Exercise and drink more water to help lower cholesterol!

Blog Written By: Dixie Duerksen, Medical Laboratory Technician

As someone deeply immersed in the field of health and wellness, particularly with a focus on cholesterol management, I bring a wealth of firsthand expertise to the discussion. With a background as a medical laboratory technician, my knowledge extends beyond mere theoretical understanding—I actively engage with the latest research, advancements, and practical applications in the realm of health.

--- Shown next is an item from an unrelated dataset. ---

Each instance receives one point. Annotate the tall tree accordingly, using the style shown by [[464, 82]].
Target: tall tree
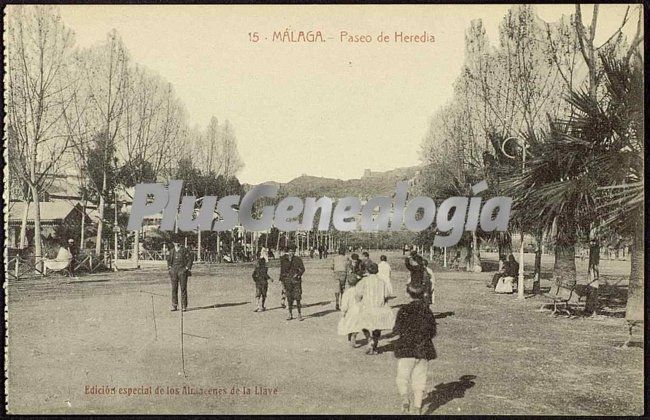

Now, let's delve into the concepts covered in the article:

Cholesterol Basics:

LDL and HDL:

Cholesterol is commonly classified into two types: low-density lipoprotein (LDL) and high-density lipoprotein (HDL). The former is often referred to as "bad" cholesterol, while the latter is deemed "good." The article correctly highlights that elevated levels of LDL and low levels of HDL are associated with high cholesterol.

Lifestyle Interventions:

Exercise:

The article emphasizes the importance of exercise in cholesterol management. Recommendations include moderate exercise for 30 minutes a day, five times a week, or vigorous exercise for 20 minutes a day, three times a week. Walking is specifically mentioned as a beneficial activity that not only aids in lowering cholesterol but also helps reduce blood pressure.

Hydration:

Water:

Adequate hydration is linked to decreased heart disease risk and the elimination of cholesterol waste from the body. The article suggests various ways to increase water intake, including green tea, cranberry juice, fruit smoothies with almond milk, and lemon-infused water.

Dietary Factors:

Apple Cider Vinegar:

The article introduces apple cider vinegar as a beneficial substance in lowering LDL due to its acidic properties. It suggests incorporating it into daily routines, such as mixing it with orange juice or using it in salad dressings.

Healthy Eating Habits:

Specific foods are recommended for managing cholesterol levels. Asparagus is highlighted for its artery-cleaning properties, while avocados are credited with lowering LDL and increasing HDL. Other recommended foods include broccoli, fish, eggplants, nuts, oatmeal, and the use of olive oil instead of butter in cooking.

Dietary Restrictions:

To reduce cholesterol intake, the article advises against fried foods, processed foods, fast food, and refined sugars. Instead, it promotes a diet rich in soluble fiber, fruits, and vegetables, emphasizing homemade healthy foods and smoothies.

Motivational Quotes:

The article concludes with motivational quotes, encouraging readers not to give up on their exercise and dietary endeavors. The quotes serve as a reminder of the importance of persistence in maintaining a healthy lifestyle.

In summary, the article provides a comprehensive overview of cholesterol management, integrating exercise, hydration, and dietary choices, while also offering motivational insights to inspire individuals on their health journeys.